J'étais célibataire et je n'étais pas prête à être enceinte

J'étais célibataire et je n'étais pas prête à être enceinte

J'avais passé les trois mois précédents à prier fébrilement pour que Dieu change d'avis et emmène au ciel cette chose qui grandissait en moi. "Pourquoi voulez-vous que cet enfant naisse dans ma vie ?" Je me plaignais. Le bébé était destiné à un monde chaotique et peu accueillant, dont la mère était célibataire, ne travaillait qu'à temps partiel et vivait dans un appartement trois et demi, aménagé pour la parfaite bachelorette. Sans parler du fait qu'un bébé ruinerait ma vie confortable et ma position dans ma communauté, mon église, ma famille.

Ma recherche de soutien

Mais au bout de trois mois, j'ai dû me rendre à l'évidence que Dieu n'allait pas répondre à mes prières. Je me suis dit qu'au moins j'irais au centre d'aide grossesse, que je commencerais à examiner mes options et à en parler avec quelqu'un.

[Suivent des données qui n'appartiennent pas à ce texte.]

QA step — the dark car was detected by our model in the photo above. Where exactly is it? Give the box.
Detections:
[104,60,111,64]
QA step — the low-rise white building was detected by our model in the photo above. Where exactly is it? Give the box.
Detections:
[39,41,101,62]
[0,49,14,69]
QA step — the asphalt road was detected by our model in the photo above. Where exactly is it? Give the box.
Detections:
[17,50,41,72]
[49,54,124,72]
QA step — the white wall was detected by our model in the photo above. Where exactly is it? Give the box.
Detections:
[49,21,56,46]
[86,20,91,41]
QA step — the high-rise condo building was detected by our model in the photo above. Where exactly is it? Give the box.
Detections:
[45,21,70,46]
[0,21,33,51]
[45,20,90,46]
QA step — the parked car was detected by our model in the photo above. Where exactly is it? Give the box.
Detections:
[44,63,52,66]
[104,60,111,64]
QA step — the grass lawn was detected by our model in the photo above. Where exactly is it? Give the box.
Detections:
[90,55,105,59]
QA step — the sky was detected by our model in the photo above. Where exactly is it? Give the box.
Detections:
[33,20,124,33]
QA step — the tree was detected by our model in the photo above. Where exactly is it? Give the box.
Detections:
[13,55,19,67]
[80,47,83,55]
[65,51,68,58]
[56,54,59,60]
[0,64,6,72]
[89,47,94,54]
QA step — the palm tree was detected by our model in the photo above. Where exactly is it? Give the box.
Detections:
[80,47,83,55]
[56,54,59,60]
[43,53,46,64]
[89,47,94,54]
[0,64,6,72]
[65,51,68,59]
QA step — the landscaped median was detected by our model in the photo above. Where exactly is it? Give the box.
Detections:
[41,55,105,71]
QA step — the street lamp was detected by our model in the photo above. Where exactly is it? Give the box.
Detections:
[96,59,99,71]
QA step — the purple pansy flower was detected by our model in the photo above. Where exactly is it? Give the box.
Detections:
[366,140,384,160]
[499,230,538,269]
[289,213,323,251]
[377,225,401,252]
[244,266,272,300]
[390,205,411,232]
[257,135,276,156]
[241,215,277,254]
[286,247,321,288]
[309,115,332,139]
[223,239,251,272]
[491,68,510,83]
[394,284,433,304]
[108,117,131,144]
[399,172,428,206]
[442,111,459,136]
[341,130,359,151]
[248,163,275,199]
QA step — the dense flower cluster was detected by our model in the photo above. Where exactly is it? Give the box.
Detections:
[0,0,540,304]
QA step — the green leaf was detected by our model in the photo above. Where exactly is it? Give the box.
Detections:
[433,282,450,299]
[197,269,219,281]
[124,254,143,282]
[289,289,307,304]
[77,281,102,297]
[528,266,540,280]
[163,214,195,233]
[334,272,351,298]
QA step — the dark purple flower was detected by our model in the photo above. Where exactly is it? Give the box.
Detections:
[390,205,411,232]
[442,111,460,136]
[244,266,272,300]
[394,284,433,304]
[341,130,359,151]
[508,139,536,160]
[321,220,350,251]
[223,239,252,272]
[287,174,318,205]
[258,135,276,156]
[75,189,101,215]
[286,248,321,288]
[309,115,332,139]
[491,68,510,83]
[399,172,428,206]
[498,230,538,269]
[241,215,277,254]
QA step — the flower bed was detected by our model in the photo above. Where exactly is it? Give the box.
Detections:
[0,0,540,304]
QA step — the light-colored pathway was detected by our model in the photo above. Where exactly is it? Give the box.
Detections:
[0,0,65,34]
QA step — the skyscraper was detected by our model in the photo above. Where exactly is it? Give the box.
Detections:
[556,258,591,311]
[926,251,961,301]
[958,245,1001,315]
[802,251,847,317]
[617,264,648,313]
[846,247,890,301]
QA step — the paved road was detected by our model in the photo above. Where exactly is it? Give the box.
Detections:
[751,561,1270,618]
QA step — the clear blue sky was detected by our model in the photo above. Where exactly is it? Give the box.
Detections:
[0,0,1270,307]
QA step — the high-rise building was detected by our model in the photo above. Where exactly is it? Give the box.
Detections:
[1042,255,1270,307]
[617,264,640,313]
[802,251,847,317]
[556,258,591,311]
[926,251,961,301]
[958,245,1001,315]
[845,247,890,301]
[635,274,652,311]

À vrai dire, je ne me souviens pas très bien de ma première visite, mais elle faisait partie de la douzaine de visites que j'allais faire au fur et à mesure que cette chose à l'intérieur de moi prenait forme. Les intervenantes étaient là pour organiser le soutien en matière d'adoption, me recommander une sage-femme lorsque je ne trouvais pas d'obstétricien, me donner des vêtements, me dire de "tenir bon" lorsque les nausées matinales prenaient le dessus, et apaiser mes craintes lorsque j'ai du révéler ma "condition" au reste du monde.

Des semaines de soutien et de conseils gratuits au centre

Au fil des semaines et des mois, le malaise que je ressentais pendant le trajet en bus jusqu'au centre a fait place à un sentiment de "dandinement" au moment de franchir les portes de l'établissement. À travers les larmes, nous avons travaillé sur les décisions angoissantes que je devais prendre. Nous avons continué à parler de l'éducation des enfants, du mariage, de la santé, de la famille.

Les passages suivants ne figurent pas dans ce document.